4. In some cases, you can run credit checks on potential employees:

“The ease of obtaining information in the current electronic age has made it very simple for employers to routinely check whether an applicant has any criminal record and also to check the applicant’s credit history. While this information can certainly be put to fair and good use by prospective employers, the federal Fair Credit Reporting Act … [has] certain notice and disclosure requirements that must be followed in order to avoid any potential liability when an employer uses this information as part of the hiring process.” (From Checking Applicants’ Criminal And Credit Histories? Make Sure You Follow The Rules by Hopkins & Carley) 

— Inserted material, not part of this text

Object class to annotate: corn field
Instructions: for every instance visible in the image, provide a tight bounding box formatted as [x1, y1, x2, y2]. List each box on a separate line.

5. Unless you’re in California, Connecticut, Maryland, and a handful of other states, in which case you cannot:

“On October 9, 2011, California Governor Jerry Brown signed a bill that dramatically limits the circumstances under which an employer may use consumer credit information in connection with hiring and employment decisions in California… [joining] Connecticut, Illinois, Hawaii, Maryland, Oregon, and Washington, all of which states restrict the use of credit reports for employment purposes.” (From California Restricts Use of Consumer Credit Reports for Employment Purposes by Morrison & Foerster LLP) 

“The Maryland Job Applicant Fairness Act prohibits employers from using an applicant’s or employee’s credit report or credit history in determining whether to deny employment; discharge an employee; or determine compensation, terms, conditions or privileges of employment.” (From Maryland To Restrict Credit Reports In Employment Decisions by Duane Morris LLP) 

“The Connecticut Legislature recently passed a law prohibiting employers from requiring an employee or prospective employee to consent to a request for a credit report that contains information about the employee or prospective employee’s credit score, credit account balances, payment history, savings or checking account balances or savings or checking account numbers as a condition of employment.” (From Connecticut Passes Law Narrowing Scope Of Background Checks by Siegel, O’Connor, O’Donnell & Beck, P.C.)